- Country: United States
- Language: English

Publication
- Published in: The Atlantic Monthly
- Publication date: September 1981

= Cathedral (short story) =

"Cathedral" is a short story written by American writer and poet Raymond Carver. It was the first story written after finishing What We Talk About When We Talk About Love. "Cathedral" was first published in the September 1981 issue of The Atlantic Monthly. It was later collected in a short story collection of the same name in 1983.

==Plot==
"Cathedral" opens with the narrator telling the reader in a conversational tone that a blind friend of his wife's is coming to visit them. The narrator is clearly unhappy about the upcoming visit. He then flashes back to the story of how his wife met the blind man when she worked for him as a reader. At the time, she was engaged to marry an officer in the Air Force. When she tells the blind man goodbye, he asks if he can touch her face.
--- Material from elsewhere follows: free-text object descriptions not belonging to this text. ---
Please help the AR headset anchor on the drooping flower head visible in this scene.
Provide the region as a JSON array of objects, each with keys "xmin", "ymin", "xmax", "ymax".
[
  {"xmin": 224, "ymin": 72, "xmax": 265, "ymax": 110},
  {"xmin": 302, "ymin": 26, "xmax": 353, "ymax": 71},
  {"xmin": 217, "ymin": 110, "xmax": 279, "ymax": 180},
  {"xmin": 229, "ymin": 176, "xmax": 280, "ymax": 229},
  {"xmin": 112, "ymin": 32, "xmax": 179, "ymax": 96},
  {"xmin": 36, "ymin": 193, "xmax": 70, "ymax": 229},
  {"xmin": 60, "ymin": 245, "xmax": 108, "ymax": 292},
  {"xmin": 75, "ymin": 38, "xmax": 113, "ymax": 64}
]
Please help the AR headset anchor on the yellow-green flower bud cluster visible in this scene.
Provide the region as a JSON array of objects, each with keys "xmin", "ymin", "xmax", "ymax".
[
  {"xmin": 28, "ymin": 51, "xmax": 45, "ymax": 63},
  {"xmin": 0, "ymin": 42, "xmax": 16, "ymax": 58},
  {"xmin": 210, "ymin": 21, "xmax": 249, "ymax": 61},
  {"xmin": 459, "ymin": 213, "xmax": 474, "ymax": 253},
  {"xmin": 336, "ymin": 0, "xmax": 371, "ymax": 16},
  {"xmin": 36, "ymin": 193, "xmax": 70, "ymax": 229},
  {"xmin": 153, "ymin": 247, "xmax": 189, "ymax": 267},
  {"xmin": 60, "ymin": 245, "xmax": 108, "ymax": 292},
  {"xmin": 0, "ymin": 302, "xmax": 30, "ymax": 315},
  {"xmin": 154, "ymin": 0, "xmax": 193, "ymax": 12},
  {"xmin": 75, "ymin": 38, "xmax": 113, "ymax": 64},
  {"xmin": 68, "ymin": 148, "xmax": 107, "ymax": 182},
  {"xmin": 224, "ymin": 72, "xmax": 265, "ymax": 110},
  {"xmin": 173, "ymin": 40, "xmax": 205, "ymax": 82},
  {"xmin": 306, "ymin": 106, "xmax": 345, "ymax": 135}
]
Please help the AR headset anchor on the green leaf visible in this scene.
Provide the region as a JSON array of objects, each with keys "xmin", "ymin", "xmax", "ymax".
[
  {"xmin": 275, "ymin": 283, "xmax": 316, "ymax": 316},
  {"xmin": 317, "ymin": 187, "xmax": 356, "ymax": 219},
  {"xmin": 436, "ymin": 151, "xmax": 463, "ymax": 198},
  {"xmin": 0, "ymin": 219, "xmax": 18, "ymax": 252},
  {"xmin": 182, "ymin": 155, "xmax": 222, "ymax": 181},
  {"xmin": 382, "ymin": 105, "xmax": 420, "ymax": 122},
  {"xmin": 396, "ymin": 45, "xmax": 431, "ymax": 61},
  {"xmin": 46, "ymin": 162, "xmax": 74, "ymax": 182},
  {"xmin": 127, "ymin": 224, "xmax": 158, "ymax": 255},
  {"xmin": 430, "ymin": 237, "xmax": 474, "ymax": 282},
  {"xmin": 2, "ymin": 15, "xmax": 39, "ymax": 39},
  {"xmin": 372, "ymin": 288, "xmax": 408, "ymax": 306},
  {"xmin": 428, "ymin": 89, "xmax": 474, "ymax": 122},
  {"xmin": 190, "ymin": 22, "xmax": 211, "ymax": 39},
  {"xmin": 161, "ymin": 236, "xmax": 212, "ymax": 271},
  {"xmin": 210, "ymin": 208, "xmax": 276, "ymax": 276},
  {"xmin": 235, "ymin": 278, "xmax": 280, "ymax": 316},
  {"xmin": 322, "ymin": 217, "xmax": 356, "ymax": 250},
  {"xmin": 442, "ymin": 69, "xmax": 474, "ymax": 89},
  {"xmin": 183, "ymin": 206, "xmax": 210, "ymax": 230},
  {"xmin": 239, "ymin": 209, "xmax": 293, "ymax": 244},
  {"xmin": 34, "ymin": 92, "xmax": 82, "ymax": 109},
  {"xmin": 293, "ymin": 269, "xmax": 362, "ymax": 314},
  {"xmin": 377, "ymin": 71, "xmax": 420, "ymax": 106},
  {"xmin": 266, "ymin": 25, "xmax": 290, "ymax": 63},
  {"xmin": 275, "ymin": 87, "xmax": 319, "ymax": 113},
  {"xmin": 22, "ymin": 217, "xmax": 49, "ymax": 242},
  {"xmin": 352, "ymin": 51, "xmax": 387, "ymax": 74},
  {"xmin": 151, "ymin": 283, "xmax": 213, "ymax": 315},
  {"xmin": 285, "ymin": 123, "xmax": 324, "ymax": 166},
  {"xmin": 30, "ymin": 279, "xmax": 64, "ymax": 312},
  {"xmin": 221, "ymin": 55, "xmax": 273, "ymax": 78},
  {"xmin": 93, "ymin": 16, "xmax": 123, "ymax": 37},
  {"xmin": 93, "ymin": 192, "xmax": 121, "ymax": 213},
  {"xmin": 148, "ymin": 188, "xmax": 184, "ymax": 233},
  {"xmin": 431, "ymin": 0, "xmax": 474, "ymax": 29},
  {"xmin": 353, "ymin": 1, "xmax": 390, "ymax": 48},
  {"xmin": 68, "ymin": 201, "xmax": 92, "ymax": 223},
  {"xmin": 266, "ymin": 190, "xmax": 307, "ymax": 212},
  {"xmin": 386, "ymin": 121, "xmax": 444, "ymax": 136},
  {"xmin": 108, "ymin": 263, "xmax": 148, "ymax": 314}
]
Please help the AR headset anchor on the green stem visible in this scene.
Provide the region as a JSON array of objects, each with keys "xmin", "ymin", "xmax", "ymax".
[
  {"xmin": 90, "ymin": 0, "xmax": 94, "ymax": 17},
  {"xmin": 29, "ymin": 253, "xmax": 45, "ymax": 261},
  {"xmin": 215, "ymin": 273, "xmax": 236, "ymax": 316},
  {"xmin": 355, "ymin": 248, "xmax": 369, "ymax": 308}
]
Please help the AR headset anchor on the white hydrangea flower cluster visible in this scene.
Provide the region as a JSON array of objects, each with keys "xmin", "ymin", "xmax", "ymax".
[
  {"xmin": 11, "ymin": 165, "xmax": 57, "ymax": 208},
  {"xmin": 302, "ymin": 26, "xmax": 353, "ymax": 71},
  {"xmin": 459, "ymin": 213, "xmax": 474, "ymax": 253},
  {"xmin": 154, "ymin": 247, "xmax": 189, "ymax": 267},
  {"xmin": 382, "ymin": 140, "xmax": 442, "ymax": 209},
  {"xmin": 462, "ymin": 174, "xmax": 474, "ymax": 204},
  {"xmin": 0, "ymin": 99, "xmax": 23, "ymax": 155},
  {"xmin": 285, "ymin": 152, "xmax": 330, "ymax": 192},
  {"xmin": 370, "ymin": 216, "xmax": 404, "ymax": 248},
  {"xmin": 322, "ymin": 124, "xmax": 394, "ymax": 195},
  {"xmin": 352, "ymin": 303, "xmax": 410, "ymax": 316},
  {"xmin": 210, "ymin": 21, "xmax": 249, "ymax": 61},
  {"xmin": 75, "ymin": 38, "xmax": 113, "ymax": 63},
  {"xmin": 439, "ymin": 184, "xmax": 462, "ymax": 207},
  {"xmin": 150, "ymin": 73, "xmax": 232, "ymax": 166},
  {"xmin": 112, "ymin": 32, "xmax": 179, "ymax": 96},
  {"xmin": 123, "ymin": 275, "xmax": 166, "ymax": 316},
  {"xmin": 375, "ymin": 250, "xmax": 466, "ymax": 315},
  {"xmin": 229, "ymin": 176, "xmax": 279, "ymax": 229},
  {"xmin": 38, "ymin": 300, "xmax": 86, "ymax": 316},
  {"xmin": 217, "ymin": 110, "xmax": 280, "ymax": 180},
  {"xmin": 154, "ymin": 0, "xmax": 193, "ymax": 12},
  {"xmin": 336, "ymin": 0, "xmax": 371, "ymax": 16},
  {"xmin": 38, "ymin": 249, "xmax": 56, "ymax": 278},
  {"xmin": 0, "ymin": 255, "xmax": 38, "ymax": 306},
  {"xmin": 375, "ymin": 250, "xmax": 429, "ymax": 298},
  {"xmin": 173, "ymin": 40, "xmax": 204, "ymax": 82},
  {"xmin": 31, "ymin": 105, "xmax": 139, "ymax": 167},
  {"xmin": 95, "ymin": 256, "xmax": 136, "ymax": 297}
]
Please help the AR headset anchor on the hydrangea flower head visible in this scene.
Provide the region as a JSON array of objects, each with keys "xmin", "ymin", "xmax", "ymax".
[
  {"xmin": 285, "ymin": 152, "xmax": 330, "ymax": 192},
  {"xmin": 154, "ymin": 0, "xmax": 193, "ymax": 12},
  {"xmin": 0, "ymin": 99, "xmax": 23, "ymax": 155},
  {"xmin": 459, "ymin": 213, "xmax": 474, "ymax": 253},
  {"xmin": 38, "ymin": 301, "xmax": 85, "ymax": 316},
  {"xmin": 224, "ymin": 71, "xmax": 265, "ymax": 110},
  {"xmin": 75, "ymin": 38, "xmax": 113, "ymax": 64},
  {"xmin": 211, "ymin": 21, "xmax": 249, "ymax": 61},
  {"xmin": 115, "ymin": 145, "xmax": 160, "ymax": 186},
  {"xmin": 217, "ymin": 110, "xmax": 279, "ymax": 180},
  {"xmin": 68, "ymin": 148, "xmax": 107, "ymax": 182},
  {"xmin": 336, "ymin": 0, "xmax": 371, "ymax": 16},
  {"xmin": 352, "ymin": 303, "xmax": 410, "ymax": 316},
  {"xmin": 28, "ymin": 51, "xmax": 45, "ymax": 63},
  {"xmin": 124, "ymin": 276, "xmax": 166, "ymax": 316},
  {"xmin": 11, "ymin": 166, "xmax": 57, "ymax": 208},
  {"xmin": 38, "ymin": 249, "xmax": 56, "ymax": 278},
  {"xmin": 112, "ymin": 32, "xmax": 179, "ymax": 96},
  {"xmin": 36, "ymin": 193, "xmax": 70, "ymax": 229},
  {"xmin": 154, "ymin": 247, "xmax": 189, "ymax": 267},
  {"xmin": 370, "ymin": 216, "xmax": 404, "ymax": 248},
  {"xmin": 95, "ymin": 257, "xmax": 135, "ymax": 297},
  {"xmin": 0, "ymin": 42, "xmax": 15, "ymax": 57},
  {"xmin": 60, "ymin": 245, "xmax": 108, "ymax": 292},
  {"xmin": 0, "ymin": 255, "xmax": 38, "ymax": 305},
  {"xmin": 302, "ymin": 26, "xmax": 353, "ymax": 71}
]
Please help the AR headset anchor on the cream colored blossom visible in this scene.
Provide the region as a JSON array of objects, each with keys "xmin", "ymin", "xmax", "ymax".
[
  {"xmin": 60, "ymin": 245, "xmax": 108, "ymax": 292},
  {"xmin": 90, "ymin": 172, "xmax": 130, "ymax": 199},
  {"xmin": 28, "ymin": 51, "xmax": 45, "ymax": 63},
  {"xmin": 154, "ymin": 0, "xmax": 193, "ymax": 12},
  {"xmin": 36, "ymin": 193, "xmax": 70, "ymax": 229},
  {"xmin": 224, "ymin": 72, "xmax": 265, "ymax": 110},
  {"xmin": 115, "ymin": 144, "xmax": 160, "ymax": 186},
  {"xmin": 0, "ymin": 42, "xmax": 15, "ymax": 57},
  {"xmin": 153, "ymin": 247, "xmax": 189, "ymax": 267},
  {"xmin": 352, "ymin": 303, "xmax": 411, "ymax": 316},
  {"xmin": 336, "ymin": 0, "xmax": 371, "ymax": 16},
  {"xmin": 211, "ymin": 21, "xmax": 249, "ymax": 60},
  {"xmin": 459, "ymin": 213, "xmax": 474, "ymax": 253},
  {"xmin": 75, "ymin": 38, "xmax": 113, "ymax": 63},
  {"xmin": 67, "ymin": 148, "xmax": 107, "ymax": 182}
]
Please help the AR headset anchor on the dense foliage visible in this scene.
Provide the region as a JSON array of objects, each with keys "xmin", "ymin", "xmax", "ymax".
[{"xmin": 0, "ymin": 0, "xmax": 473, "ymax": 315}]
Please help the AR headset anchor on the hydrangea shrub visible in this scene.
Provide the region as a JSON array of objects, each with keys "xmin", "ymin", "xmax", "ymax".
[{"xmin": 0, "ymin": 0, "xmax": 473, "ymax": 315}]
The touch of his fingers on her face is a pivotal moment in her life, something the narrator does not understand.

Although his wife has maintained contact with the blind man for ten years, this will be the first time she has seen him since her marriage, subsequent divorce, and remarriage. Robert, the blind man, has just lost his wife and will be travelling to Connecticut to visit with her family. Along the way, he will spend the night at the home of the narrator and his wife. His wife tells the narrator that Robert and his wife, Beulah, were inseparable. The narrator considers how dreadful it must have been for Beulah not to have been seen by the man she loved.

When Robert arrives, he visits with the narrator's wife; the narrator observes them, but only occasionally joins in on the conversation. They all drink heavily and eat a large dinner, complete with strawberry pie. After dinner, they drink more, and the narrator continues to observe. Finally deciding that the blind man is "beginning to run down," the narrator turns on the television set, much to his wife's dismay. She leaves the room to get on a robe, and Robert and the narrator share cannabis, again much to his wife's dismay.
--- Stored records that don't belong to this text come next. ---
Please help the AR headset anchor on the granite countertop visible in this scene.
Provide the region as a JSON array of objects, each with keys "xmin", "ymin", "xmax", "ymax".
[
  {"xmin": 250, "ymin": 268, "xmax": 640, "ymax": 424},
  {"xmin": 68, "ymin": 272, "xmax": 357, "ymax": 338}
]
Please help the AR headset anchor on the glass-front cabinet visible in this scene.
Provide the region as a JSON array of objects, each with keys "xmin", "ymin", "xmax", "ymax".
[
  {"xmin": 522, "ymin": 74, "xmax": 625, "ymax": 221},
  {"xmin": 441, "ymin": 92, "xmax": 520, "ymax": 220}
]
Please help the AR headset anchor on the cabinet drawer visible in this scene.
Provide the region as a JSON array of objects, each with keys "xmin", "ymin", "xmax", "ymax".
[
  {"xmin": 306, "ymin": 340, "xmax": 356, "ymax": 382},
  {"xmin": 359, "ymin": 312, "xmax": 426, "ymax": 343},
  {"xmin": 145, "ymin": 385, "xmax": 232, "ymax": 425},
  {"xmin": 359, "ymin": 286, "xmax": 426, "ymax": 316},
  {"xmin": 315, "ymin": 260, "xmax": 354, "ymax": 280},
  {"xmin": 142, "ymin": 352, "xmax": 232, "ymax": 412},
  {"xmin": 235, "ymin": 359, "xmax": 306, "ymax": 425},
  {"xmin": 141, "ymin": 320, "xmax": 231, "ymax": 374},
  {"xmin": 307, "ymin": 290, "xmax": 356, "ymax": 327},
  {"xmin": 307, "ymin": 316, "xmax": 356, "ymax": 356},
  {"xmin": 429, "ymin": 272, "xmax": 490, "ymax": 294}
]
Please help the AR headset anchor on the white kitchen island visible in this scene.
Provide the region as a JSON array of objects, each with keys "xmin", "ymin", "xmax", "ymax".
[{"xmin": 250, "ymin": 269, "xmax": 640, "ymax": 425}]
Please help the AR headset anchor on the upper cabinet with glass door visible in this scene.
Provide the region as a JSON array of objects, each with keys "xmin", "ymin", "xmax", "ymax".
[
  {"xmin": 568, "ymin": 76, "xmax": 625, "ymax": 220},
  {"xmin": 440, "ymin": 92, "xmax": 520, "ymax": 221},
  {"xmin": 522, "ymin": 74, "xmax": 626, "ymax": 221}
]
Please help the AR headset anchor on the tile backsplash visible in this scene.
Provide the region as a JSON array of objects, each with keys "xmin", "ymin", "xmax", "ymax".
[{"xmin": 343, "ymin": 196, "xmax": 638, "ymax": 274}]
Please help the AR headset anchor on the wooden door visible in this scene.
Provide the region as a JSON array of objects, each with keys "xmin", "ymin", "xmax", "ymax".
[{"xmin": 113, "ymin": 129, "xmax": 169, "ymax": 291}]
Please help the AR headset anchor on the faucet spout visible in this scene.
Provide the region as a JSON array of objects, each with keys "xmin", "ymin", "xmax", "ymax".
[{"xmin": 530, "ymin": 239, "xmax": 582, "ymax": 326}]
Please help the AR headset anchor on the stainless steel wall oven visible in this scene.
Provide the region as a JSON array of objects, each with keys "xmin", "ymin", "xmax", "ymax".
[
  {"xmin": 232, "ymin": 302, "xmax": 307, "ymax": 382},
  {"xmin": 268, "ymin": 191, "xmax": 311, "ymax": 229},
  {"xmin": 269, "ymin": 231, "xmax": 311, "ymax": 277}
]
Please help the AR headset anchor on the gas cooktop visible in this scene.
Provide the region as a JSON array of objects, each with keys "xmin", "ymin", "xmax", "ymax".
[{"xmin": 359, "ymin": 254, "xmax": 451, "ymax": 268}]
The narrator's wife falls asleep and the narrator is left with Robert and the television. The narrator attempts to describe what he sees on the television; however, when a cathedral appears in a documentary, the narrator is unable to find the words to describe it.
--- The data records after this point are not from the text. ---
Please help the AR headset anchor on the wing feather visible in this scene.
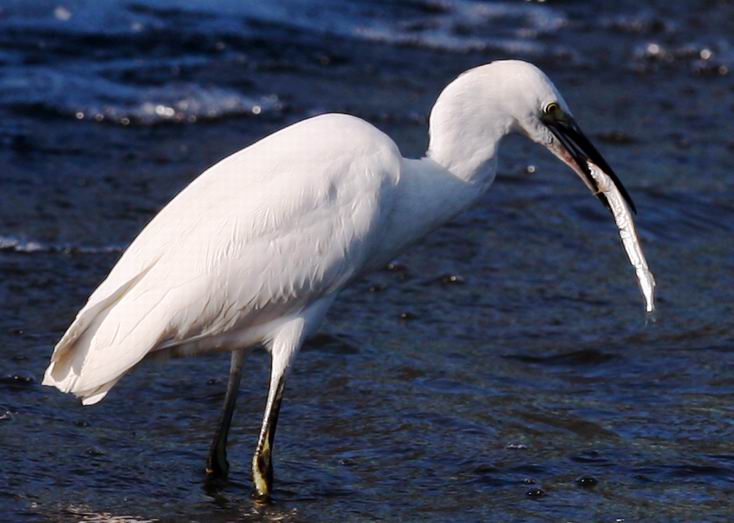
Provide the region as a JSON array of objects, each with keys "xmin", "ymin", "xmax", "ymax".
[{"xmin": 43, "ymin": 114, "xmax": 402, "ymax": 403}]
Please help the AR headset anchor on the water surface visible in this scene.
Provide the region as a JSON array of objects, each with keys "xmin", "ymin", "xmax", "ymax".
[{"xmin": 1, "ymin": 1, "xmax": 733, "ymax": 521}]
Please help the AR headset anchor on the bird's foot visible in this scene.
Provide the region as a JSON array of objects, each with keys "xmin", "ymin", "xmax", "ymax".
[{"xmin": 252, "ymin": 450, "xmax": 273, "ymax": 502}]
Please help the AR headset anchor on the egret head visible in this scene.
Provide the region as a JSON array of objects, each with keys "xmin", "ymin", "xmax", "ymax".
[
  {"xmin": 511, "ymin": 62, "xmax": 637, "ymax": 213},
  {"xmin": 429, "ymin": 60, "xmax": 635, "ymax": 212}
]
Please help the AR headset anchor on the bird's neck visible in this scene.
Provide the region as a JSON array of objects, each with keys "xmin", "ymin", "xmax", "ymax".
[
  {"xmin": 364, "ymin": 156, "xmax": 491, "ymax": 272},
  {"xmin": 363, "ymin": 94, "xmax": 515, "ymax": 271},
  {"xmin": 426, "ymin": 89, "xmax": 513, "ymax": 187}
]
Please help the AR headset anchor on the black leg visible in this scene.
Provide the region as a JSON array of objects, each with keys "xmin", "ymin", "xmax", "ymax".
[
  {"xmin": 206, "ymin": 348, "xmax": 246, "ymax": 480},
  {"xmin": 251, "ymin": 373, "xmax": 286, "ymax": 501}
]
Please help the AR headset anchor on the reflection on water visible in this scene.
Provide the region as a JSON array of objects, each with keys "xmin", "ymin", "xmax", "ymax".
[{"xmin": 1, "ymin": 0, "xmax": 733, "ymax": 521}]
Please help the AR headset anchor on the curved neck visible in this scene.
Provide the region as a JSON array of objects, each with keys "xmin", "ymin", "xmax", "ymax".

Robert asks the narrator to get some paper and a pen so that they can draw a cathedral together. The narrator does as he is asked. When he returns, he gives the paper to Robert who feels the size of the paper. Then Robert places his hand on the hand of the narrator that holds the pen. "'Go ahead, bub, draw,' he said. 'Draw. You'll see. I'll follow along with you. It'll be okay. Just begin now like I'm telling you.'"

The drawing goes on and on. Finally, Robert tells the narrator to close his eyes and continue to draw. At this moment, something strange happens to the narrator. "It was like nothing else in my life up to now," he tells the reader. Even when Robert tells him to open his eyes, he keeps them closed. Something has happened to him that has changed his understanding of life. "My eyes were still closed. I was in my house. I knew that. But I didn't feel like I was inside anything." No longer hostile to Robert, no longer aware of Robert's blindness, the narrator experiences the possibility of change in his life.

==Recognition==
The short story "Cathedral" was included in the 1982 edition of Best American Short Stories. It is the final story in Carver's collection Cathedral (1983). "Cathedral" is generally considered to be one of Carver's finest works, displaying both his expertise in crafting a minimalist story and also writing about a catharsis with such simple storylines. The author commented in an interview:

The story "Cathedral" seemed to me completely different from everything I'd written before. I was in a period of generosity. The character there is full of prejudices against blind people. He changes; he grows. The sighted man changes. He puts himself in the blind man's place. The story affirms something.

Bruce Allen of The Christian Science Monitor considered "Cathedral" to be "among the year's finest fiction," and he wrote, "The story is about learning how to imagine, and feel - and it's the best example so far of the way Raymond Carver's accomplished miniaturist art is stretching itself, exploring new territories." Samuel Coale of The Providence Journal praised the way an "unpoetic soul" is able to describe the cathedral to a blind man: "Even in such nihilistic landscapes, epiphanies are still possible, and Carver makes us feel them with a quiet, smouldering joy that only such accurate and unblurred landscapes in fiction can produce."